The Romance: I hesitate to call it a love triangle. Alina loves Mal - she makes that very clear. She also notices Nikolai, but not in a romantic way. Nikolai is attractive; she'd be a bit blind to not notice him. But it doesn't go beyond that. Nikolai. . . .I think he does rather like Alina, but he also wants her so long as her heart is free. For all of his joking around and teasing, he's the mature one when it comes to the romance. Mal, as I said, just turns into a brooding jealous lump. He doesn't care about saving Ravka from the Darkling; he just wants to go set up house with Alina. I desperately hope that Nikolai and Alina don't become romantically involved. I like their relationship where it is right now. Nikolai can like Alina, but they both have other things to worry about.

Plot: Alina and Mal escaped the Darkling last time, but they did not defeat him. Now, they are pursued across the True Sea, and then Alina learns that the amplifier - the stag's horns - she wears is not the only one. There are two others, and if all three are combined, she may have the power to defeat the Darkling. But time is not on her side, and the Darkling has only grown more powerful. He can do more than control the darkness; he can create life from it. Horrible monsters that can only be destroyed by her light. She and Mal are forced to ally themselves with Nikolai, the wayward younger prince of Ravka - someone who has his country's interests at heart, but will use anyone he has to to get what he wants. Siege and Storm has more political intrigue and moves at a bit of a faster pace than Shadow and Bone. Of course, there's smatterings of Mal and Alina fighting, which got old, but plenty of other things happened to overshadow that annoyance. My biggest complaint, other than Mal, was Alina's lack of communication. She starts to have nightmares about the Darkling - nightmares that are disturbingly real. The Darkling turns up in peculiar places and can actually touch her. What does Alina do? She doesn't tell anyone! She lets Mal think that she's just turning cold and distant in her pursuit for the other two amplifiers. Alina, just tell him! It's pretty serious that the Darkling can appear to you in a very real form. I liked that we get to see more of the worlds outside of Ravka, as well as Ravka itself. More world building! I love it!

Believability: Not applicable.

Writing Style: First person, past tense. Very vivid imagery, just like the last book, somewhat modern dialogue which didn't wholly work for me, but also didn't throw the story off.

Content: Some rather heated kissing scenes. It doesn't go anywhere, though.

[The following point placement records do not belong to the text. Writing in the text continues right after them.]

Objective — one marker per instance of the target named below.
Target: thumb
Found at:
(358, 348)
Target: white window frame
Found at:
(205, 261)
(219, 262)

Conclusion: I'm rather glad that this is only a trilogy, otherwise it would threaten to have a recurring ending: faceoff with the Darkling, Alina escapes him, but doesn't defeat him. There's only so many times you can do that with a villain before they look weak. I am very curious to see what happens next in Rise and Ruin. Since it is the last book, I'm not too worried about Nikolai becoming a romantic interest. But if Mal died, I can't say I would miss him.

Recommended Audience: Girl-read, seventeen-and-up, fans of fantasy and Russian-esque worlds!

Others in The Grisha Trilogy:
1)Shadow and Bone
2)Siege and Storm
3)Rise and Ruin


  1. Hmm...I haven't tried this series yet, and I think I better wait until after your review for the third book now. The lack of communication and/or romantic troubles sound like they could become somewhat bothersome down the road.

    1. Probably a good idea; the third book could make or break this series. Though the world building and Nikolai, I think, will always be awesome. ;)

  2. YAY! So glad to hear you enjoyed it! Everyone seems to love this book, can't wait to read it later this year!!

    1. I hope you enjoy it when you get around to reading it, Wajiha! It's a wonderful series!